In contrast, the Lischana Hut project focuses on one consequence of alpine water shortages: due to the retreat of mountain glaciers, mountain refuges and restaurants can run out of water by the autumn. Responding to this problem, we aim to develop a range of snow harvesting tools, to provide tailored, place-based solutions to water scarcity in the future.

RN: the images of the ice stupas you have created in the Upper Engadin are wonderful. As an architect, how important is the aesthetic dimension of the ice stupa projects with which you have been involved?

CC: Aesthetics are a by-product. What is important to me is that people use natural resources to the best ends, experimenting with how they function. Use water to cultivate crops, protect aquatic fauna and flora and provide drinking water for human communities, just as we are doing today through our test projects!

The different ice forms that arise from our ice stupas are wonderful, however. They are co-created by people. We can guide natural processes, to an extent, making fantastic structures we know are temporary.

With 300 schoolchildren from the Upper Engadin and Puschlav, we built a climbing-frame like structure from hooped willow shoots out on the ice. Everyone enjoyed being outside, and was excited to see what ice forms would appear in the ice cave where we worked. It was so much fun to guide the children’s visits as they returned to see what structures had actually materialised, and to witness the day-to-day transforms of the ice. The children became caught up in the joy of being alive to the changing ice forms.

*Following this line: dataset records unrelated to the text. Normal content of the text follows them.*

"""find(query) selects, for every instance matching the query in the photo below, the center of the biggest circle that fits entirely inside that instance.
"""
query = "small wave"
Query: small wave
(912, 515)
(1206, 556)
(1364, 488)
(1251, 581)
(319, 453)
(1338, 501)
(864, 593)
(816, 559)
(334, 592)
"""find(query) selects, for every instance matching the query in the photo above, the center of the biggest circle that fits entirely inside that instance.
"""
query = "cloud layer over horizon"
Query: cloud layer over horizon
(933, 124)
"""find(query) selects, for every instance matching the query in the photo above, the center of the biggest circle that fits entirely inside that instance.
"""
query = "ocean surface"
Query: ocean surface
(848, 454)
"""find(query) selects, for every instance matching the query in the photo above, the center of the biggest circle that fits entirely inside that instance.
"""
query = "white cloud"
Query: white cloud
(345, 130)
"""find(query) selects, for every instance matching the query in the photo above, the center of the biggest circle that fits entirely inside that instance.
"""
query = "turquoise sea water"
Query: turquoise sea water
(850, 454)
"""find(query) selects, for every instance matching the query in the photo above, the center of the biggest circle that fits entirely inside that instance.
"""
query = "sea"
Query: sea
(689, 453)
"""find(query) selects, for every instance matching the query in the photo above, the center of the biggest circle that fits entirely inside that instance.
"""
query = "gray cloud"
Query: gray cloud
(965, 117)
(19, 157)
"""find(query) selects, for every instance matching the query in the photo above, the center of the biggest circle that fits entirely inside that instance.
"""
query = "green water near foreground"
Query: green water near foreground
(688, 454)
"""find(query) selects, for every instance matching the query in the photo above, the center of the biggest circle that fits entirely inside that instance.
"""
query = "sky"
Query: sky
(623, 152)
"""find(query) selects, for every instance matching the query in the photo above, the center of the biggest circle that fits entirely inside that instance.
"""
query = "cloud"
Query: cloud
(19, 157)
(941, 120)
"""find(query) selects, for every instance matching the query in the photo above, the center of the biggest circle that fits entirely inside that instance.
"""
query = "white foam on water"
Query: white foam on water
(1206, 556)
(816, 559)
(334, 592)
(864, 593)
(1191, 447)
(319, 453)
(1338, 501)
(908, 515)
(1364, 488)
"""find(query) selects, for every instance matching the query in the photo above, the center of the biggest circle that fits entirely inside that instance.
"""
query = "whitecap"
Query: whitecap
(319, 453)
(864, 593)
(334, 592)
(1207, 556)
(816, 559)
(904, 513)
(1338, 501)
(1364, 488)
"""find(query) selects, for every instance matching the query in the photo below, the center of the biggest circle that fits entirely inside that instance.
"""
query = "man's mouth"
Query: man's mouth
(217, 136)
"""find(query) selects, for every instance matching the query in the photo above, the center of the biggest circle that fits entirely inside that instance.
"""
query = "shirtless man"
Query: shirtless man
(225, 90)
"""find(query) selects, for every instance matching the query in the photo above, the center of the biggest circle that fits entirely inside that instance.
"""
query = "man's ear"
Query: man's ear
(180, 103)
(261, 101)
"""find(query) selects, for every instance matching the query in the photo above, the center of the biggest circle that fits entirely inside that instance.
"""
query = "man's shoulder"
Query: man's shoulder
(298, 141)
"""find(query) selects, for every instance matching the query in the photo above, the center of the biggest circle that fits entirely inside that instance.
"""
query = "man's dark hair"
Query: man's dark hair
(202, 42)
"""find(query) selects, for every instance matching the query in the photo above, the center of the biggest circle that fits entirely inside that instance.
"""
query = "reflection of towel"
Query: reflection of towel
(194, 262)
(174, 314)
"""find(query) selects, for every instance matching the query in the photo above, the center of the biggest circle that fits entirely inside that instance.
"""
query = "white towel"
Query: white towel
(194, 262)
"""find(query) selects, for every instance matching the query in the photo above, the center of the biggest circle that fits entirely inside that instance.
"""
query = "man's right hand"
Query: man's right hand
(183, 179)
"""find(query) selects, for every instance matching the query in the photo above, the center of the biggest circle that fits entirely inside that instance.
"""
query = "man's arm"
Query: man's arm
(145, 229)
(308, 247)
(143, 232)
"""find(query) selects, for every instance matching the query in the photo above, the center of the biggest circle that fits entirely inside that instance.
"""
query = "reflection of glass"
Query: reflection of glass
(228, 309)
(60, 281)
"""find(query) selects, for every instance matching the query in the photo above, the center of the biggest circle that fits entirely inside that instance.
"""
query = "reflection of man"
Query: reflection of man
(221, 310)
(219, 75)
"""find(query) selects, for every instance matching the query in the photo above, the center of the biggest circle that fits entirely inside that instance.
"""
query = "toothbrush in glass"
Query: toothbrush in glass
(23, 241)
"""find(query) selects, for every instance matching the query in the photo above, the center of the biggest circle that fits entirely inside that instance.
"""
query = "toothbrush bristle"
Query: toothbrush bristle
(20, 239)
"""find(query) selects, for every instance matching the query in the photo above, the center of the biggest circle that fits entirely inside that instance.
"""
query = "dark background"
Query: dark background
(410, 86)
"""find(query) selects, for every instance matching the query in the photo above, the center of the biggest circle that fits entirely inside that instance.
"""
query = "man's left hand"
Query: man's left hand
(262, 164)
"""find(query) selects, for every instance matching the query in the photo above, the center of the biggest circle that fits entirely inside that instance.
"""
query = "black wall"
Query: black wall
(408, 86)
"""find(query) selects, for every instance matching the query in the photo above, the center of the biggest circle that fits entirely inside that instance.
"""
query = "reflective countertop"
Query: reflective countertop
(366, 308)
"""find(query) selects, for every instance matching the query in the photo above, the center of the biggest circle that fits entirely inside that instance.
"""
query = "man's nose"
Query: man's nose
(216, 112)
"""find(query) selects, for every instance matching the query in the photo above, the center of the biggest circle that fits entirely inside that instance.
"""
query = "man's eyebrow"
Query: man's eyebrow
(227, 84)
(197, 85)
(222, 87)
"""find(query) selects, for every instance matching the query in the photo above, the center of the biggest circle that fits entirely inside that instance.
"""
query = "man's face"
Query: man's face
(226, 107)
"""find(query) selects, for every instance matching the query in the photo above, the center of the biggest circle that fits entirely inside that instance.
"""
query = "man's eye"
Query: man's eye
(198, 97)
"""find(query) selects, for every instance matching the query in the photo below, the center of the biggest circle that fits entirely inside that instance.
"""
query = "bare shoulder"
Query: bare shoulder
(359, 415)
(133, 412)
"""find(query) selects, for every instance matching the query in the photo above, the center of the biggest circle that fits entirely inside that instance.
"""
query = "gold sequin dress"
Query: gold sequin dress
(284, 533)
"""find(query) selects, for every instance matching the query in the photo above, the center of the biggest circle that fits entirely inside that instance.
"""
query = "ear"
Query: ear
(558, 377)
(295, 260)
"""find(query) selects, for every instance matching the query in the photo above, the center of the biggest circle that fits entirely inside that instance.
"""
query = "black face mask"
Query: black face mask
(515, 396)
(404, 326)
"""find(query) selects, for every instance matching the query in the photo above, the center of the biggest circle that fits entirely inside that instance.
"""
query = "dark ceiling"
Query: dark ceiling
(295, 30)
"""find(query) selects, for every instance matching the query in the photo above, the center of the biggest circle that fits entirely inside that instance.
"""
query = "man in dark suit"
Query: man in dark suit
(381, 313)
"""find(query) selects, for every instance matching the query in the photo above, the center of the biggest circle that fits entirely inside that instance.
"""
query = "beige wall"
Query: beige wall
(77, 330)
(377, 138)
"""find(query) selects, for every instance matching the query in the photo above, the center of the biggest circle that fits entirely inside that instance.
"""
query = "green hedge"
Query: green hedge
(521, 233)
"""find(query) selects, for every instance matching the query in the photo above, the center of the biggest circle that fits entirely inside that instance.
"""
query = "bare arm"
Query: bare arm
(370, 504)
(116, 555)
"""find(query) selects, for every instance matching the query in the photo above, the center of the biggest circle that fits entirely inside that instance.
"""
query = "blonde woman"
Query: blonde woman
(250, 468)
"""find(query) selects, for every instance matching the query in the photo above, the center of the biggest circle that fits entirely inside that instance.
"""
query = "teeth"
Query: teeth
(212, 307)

Today, we know that very large ice stupas cannot be used, practically, in the Swiss Alps. Consequently, our current International Ice Stupa projects focus on optimising the simple technologies that we identified and used during our ice stupa experiments. This includes fine-tuning the zero power sprinklers we developed; improving the techniques we used build ice structures as quickly as possible; defining the ideal ice volume such that ice stupas last as long as possible before they melt. This does not mean we will not be creating more ice stupas, however. They are aesthetically appealing objects, which can be used to raise public awareness about water scarcity in the Alps, and the value of good water resource management.